Be involved in your child’s treatment.
“If your child is going to therapy, that’s typically only an hour a week, and the rest of the time they’re with your family or in school,” said Dr. Horowitz. “So it’s important to work with the therapist on understanding your child and to learn the ways you can support your child at home and at school.”
Self-care for the whole family
“The number one thing I tell everyone is to get a good night of sleep. It is also important to get outside. I tell kids and their families to work to spend 20 minutes a day outdoors,” Dr. Horowitz said. “It just makes you feel better.”
Eating balanced meals and avoiding mood-altering drugs are key for mental and physical health. In addition, Dr. Horowitz recommended spending less time on social media, especially for kids, as it can lead to cyberbullying and fear of missing out. “The rate of depression has gone up significantly in teenage girls over the last few years, and social media may be related to that rise.”
She suggests doing one activity a day that makes you feel confident, capable, and accomplished. That could be anything from making a new recipe to writing in a journal to checking in on a loved one. You and your child can do that individually or together.
Where to find help
As a BCBSRI member, your child (or you) doesn’t need a referral to see a therapist or a psychiatrist. To find help:
- Start with your child's physician. “They know when things are outside the normal range and can often give you the name of therapists or doctors who they trust,” said Dr. Horowitz.

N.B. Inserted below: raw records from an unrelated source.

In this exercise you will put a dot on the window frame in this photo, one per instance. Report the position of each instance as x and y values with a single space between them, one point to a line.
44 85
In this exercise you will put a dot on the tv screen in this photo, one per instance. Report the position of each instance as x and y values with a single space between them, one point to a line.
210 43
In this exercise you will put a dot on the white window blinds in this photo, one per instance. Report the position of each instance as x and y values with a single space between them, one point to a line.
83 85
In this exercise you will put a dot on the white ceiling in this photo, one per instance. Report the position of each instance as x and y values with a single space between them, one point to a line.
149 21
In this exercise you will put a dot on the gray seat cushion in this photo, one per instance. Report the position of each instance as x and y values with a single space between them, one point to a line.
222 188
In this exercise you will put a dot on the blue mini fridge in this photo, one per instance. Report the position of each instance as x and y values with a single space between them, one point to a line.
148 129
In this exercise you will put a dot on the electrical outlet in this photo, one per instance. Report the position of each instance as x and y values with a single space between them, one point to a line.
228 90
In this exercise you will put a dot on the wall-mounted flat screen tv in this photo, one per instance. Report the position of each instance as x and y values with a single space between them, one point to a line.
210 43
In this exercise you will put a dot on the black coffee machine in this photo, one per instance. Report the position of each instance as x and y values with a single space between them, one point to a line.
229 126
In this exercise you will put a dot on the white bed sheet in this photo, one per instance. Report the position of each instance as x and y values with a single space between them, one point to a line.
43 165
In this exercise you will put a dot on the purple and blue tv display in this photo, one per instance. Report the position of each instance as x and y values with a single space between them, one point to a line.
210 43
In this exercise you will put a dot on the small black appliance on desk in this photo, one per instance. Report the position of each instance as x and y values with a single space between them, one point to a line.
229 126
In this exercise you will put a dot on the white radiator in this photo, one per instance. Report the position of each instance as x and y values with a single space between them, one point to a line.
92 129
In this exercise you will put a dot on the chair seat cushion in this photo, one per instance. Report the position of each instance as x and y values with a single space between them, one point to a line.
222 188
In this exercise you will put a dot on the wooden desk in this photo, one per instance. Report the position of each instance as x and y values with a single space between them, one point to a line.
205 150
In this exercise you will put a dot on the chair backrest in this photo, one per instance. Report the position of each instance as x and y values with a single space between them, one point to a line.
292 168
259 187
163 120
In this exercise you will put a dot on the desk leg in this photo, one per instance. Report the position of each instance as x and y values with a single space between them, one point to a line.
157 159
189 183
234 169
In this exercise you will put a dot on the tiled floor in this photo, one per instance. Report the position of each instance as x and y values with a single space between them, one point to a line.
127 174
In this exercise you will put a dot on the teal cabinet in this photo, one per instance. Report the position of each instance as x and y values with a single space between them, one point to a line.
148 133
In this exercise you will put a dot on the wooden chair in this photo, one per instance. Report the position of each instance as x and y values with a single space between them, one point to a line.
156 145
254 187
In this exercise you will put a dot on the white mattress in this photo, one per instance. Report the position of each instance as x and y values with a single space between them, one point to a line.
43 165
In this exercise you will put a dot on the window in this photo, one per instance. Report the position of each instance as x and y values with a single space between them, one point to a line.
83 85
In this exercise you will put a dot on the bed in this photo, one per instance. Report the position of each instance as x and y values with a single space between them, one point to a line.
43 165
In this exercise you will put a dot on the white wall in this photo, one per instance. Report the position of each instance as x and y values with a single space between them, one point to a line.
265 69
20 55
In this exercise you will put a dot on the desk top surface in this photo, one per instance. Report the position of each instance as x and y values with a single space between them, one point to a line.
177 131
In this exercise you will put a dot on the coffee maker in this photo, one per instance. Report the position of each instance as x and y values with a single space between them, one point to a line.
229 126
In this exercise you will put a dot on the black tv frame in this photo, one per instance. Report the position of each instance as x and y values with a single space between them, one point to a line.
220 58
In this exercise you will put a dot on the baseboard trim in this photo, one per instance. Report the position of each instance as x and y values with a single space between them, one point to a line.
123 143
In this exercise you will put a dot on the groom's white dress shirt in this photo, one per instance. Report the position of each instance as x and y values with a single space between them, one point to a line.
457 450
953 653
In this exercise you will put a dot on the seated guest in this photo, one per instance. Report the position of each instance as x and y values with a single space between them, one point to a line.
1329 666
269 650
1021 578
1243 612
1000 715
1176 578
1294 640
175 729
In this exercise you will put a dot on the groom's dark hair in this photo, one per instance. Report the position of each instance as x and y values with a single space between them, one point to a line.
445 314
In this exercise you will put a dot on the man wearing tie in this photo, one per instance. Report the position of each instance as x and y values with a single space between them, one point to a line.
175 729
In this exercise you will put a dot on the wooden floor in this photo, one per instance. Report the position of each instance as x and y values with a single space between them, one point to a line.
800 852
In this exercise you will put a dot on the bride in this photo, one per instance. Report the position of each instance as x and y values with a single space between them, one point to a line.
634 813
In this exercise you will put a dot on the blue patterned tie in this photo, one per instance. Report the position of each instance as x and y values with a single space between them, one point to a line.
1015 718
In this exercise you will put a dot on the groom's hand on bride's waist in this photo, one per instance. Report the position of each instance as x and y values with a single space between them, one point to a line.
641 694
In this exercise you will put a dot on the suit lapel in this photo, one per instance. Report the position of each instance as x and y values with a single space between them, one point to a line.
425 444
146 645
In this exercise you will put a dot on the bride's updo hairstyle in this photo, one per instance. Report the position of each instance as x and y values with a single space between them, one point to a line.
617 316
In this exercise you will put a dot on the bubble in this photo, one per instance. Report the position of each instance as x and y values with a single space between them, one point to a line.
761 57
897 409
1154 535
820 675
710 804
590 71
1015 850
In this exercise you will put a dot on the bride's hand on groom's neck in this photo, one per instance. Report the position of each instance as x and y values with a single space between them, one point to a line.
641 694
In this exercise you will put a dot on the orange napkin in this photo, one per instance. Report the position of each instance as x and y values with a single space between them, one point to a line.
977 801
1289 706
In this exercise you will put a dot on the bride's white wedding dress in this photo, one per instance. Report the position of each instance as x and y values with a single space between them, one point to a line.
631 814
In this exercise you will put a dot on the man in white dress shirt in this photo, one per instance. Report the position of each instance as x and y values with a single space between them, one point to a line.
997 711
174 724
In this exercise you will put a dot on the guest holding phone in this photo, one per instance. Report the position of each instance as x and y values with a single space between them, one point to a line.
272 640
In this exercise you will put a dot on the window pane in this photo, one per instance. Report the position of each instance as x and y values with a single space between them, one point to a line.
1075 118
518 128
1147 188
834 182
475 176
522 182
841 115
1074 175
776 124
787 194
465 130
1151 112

- Call BCBSRI Care Management at 1-800-274-2958. Our licensed clinicians can assist you with identifying a provider. You can also use our Find a Doctor tool.
- Schedule a video visit with a therapist or psychiatrist through BCBSRI Doctors Online*, if that service is available with your plan. Learn more at drs-online.com or by calling 1-800-345-1419.
24/7 resources for kids in crisis
Warning signs that your child needs help
“The more clues and signs you see, the greater risk your child is in,” said Dr. Horowitz. “Be sure to take all these signs seriously. It’s most important to listen to your child and it is also important to keep medications and firearms locked up or to remove them from your home.”
- Increased risk-taking
- Consistently sad or distressed postings on social media
- Writing about death, dying, dark themes
- Self-destructive acts
- Anger, aggression, and irritability that is out of character
- Not attending school or running away
- Withdrawing from peers and activities
Situational clues/risk factors
- Public embarrassment or humiliation
- Legal problems
- Change in school performance: slipping grades, behavior problems
- Recent disappointment/family problems/extreme loneliness/rejection
- Food or housing insecurity
- Loss of any major relationship
- Death or anniversary of the loss of a friend or family member, especially if by suicide
- Bullying/cyberbullying/feeling unsafe at school
- "Coming out” experience for LGBTQ+ youth
- Eating disturbances (loss of appetite, overeating)
- Changes in sleep patterns
- Chronic headaches
- Stomach problems
- Menstrual irregularities
- Visible scarring
*Doctors Online is a telemedicine service provided by American Well®, an independent company that administers Doctors Online on behalf of BCBSRI.